“Bend the knee.” Perhaps largely influenced by the particular use of the expression in the popular books and video series, “Game of Thrones,” the notion of bending the knee before a power greater than oneself is fraught with quite unpleasant associations: self-abasement before a coercive force, humiliation, servitude… We can understand why such a gesture would stir up resistance, shame, and anger.

Yet, in the liturgy of Palm Sunday and again on Good Friday, we “bend the knee,” kneeling reverently and full of devotion as we acknowledge Jesus’ self-sacrificial death on the Cross. The experience, and I can only speak for myself, is entirely different. Not only am I freely entering into this ancient posture of respect, of deference, but I often find at those moments a strange, confused, yet overwhelming sense of gratitude welling up inside me. Why?
As you and I know, Palm Sunday serves as the initial, nearly cinematic step on a journey through the final and most intense week in the lives of Jesus and his disciples, and of the crowds who both follow and reject him. We, though, can barely follow let alone feel our way through the various encounters and events of these days because each one nearly overwhelms us with drama. We consider during Holy Week: the seemingly triumphant entry into Jerusalem; the preparation for Passover; the final instructions to the disciples; the last supper; the anguish and betrayal in the Garden of Gethsemene; and one seemingly endless night before the last day in the earthly life of Jesus. For me, it seems too much to take in, to sense, feel, and make sense of what happens from one Sunday to the next.
But this Palm Sunday, our liturgy provides a key to understanding, a lens to look through and help us to focus, a text that illuminates all the other texts. This Sunday, we read from the Letter of Paul to the Philippians, chapter 2. It is one of the most important “Christological” passages of the whole New Testament, as Paul expresses this affirmation of Jesus’ humanity and his divinity. He writes to one of his most cherished communities, a community filled with gentile converts who generously support Paul in his ministry, while at the same time, they are also experiencing persecution, division, and conflict among themselves. They are not so unlike ourselves at this moment in history.
Paul desires more than anything to bring this community together around the example of Jesus, to console and strengthen them with the same spirit with which Jesus, the Christ, has consoled and strengthened him. In order to do this though, he does not inflate them with vain hopes or promises of exemption from their current trials and sufferings. Paul directs their attention to his Lord, who, though he was in the form of God, did not cling to any of the trappings of divinity: omnipotence, omniscience, omnipresence, invincibility… but rather, he emptied himself fully into his incarnation, this extraordinary humanity. And not only fully human, Christ goes further, taking the role of a slave on our behalf, lovingly laboring for our salvation with no end to his giving of himself. His obedience, his faithful and complete listening to and enacting of the will of his Father, is the expression of his freedom from sin and of total willingness to be his Father’s instrument. He doesn’t exempt himself from experiences of betrayal and abandonment, in order that he might take on fully what it can feel like at the extremes of our human condition. He even willingly accepts to become a victim of the cruelest form of execution to finally die as an outcast, a religious heretic, and a political criminal. And it is for this reason that God greatly exalts him, bestowing on him the name above all names, so that at the name of Jesus, every knee should bend, in awestruck devotion and unending gratefulness.

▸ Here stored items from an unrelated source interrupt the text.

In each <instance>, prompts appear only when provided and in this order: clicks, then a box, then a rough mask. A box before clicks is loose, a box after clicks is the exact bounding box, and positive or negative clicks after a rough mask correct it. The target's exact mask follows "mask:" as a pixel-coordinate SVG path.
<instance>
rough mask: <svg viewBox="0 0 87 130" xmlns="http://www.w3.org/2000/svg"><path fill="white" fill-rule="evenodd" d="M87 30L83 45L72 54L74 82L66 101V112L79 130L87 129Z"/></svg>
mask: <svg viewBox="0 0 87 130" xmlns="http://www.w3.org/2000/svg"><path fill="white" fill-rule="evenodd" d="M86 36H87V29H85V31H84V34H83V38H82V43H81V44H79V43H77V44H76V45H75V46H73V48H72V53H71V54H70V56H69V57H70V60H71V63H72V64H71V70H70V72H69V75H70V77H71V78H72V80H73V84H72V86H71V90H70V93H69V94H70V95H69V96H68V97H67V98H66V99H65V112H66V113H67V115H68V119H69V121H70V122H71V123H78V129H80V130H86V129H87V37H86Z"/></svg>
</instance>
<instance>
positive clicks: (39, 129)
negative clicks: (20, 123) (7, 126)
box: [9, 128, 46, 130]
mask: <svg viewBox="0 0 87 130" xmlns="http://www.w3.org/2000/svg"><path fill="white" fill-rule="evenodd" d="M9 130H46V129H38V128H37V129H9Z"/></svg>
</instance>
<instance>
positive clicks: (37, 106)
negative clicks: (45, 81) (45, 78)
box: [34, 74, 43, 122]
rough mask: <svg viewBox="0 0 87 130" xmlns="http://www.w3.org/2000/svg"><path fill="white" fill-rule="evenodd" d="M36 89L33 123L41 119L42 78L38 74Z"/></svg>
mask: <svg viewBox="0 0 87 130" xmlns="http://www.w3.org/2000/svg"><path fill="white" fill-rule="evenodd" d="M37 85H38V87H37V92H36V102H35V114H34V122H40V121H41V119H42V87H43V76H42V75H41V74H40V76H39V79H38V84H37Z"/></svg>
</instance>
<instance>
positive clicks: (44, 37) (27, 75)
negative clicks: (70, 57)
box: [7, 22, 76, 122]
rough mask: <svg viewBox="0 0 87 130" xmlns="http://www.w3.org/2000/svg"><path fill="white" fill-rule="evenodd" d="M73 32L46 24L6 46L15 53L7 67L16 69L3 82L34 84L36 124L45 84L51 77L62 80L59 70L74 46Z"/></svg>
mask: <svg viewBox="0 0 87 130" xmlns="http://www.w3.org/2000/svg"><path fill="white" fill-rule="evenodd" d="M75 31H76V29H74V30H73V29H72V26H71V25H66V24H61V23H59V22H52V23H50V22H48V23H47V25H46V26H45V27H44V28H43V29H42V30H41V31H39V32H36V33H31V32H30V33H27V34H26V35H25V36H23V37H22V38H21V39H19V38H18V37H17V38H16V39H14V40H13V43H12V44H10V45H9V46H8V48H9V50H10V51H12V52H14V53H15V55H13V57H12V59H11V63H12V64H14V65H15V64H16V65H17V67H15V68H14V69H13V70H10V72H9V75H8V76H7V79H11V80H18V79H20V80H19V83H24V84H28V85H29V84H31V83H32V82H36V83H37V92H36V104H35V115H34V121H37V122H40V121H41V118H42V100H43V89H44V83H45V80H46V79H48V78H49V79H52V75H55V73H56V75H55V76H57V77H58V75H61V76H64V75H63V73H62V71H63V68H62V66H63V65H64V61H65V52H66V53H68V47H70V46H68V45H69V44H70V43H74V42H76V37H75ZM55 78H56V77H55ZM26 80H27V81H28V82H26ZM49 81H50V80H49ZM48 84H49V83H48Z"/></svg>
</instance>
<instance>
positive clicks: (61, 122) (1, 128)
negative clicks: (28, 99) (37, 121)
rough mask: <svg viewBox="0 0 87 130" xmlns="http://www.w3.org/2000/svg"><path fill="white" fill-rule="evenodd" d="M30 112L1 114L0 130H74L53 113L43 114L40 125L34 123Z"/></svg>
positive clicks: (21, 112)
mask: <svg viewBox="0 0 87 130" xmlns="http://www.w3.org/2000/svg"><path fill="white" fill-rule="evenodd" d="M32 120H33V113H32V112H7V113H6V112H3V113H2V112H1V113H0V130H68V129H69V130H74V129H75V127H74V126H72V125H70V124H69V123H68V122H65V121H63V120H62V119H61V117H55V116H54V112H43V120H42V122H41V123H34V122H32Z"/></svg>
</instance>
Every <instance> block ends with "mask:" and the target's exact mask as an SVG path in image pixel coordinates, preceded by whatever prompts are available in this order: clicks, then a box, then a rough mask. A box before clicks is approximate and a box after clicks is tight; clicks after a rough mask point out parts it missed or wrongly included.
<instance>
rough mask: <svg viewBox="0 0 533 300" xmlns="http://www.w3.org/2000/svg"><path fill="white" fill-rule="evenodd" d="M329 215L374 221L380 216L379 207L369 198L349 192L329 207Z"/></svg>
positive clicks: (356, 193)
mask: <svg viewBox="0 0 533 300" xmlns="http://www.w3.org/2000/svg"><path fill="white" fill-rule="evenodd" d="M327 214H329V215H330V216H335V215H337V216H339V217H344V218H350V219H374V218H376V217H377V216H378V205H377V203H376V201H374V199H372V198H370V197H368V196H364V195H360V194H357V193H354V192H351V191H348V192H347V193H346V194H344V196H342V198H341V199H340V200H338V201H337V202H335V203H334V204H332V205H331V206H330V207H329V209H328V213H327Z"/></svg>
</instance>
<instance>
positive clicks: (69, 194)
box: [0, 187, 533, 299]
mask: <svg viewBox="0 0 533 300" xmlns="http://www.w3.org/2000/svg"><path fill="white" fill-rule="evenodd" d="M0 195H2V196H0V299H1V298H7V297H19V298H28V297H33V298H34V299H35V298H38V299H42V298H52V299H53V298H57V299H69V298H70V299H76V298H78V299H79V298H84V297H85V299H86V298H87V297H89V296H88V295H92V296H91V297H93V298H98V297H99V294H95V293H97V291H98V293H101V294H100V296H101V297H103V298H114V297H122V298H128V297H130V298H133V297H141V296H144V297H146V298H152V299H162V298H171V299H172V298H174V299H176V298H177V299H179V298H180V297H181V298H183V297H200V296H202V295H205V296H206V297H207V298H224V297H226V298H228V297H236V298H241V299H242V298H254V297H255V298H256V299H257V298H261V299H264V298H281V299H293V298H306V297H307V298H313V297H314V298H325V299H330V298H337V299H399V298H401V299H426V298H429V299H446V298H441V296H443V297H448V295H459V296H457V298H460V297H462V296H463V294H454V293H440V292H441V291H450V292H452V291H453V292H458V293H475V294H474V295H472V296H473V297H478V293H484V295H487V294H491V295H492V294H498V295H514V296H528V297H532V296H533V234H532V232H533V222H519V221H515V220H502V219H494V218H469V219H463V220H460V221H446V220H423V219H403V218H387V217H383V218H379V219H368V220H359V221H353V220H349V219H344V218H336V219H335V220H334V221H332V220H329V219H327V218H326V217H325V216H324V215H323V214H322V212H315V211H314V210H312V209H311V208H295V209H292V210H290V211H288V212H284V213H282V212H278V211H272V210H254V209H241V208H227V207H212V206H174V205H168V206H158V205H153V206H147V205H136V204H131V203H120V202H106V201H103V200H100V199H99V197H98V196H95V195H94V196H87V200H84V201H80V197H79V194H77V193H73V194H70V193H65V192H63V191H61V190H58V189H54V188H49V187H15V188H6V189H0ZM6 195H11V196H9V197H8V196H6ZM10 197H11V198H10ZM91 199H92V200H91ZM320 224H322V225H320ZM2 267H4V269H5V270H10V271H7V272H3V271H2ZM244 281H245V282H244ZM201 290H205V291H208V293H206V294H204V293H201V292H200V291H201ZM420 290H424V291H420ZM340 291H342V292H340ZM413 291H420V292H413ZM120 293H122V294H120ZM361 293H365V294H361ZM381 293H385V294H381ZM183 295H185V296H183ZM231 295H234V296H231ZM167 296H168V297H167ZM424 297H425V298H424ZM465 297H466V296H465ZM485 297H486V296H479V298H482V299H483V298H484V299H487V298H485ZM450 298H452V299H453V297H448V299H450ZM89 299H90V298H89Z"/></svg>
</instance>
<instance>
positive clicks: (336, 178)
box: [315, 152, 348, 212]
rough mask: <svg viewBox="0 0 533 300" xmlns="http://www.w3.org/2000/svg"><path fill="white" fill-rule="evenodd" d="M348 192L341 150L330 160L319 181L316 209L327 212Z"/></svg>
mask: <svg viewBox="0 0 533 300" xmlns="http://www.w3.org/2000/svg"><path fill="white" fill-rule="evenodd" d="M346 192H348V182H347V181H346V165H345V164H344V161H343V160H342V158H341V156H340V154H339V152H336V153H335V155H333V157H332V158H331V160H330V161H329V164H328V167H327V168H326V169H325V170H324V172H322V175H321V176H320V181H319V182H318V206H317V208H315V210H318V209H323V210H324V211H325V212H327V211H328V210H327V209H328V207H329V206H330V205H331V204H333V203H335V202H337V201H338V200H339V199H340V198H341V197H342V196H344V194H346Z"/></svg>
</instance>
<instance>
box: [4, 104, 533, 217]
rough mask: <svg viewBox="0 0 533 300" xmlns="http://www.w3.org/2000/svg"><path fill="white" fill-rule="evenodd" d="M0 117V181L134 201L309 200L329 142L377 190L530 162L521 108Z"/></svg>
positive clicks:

At the heart of this text is the humility of Jesus, the virtue perhaps most unpopular among us today. We see all around us what our resistance to this virtue means for us, for our cultures and societies, for our planet today. But the humility of Jesus, who does not grasp at the attributes of godhood- it is his humility that saves us. The humility we see from the moment he takes the stage at the beginning of this terrible and wondrous week. The humility of a man astride a small young donkey: not a proud warhorse, but a borrowed beast of burden. The humility of a man who loves his imperfect and squabbling friends, even bending to wash their feet. The humility of man who loves and saves his enemies, who spit on him and beat him, who reject and kill him. This is the humility of a child entirely devoted and trusting in his father, to save and redeem his life.
As we ponder the humility of Jesus this week, might we also consider how we might more fully accept our own humanity and find freedom from the pretenses of any attributes of divinity? In recent weeks, I’ve resisted and resented having to acknowledge my own grasping for divinity: my desire to have complete control over the circumstances in which I find myself, to be all knowing, to be exempt from pain, or from emotions I’d rather not feel. Yet at every turn, I hear God saying, look to my son, who did not grasp for such things, but rather, emptied himself humbly and lovingly for you. For you and you and you.
As we who have roles, responsibilities, authority, and so many forms of power, Paul’s focus on the humility of Jesus, this self-emptying into full humanity and service of others, might be for us a key to understanding, at least in part, the Paschal mysteries we contemplate this week. When, on Good Friday, we again are invited to kneel at the foot of the Cross, I pray that it is a moment of deep grace and gift for each of us. For it is the moment of our redemption.
A blessed and spiritually fruitful Holy Week to you all!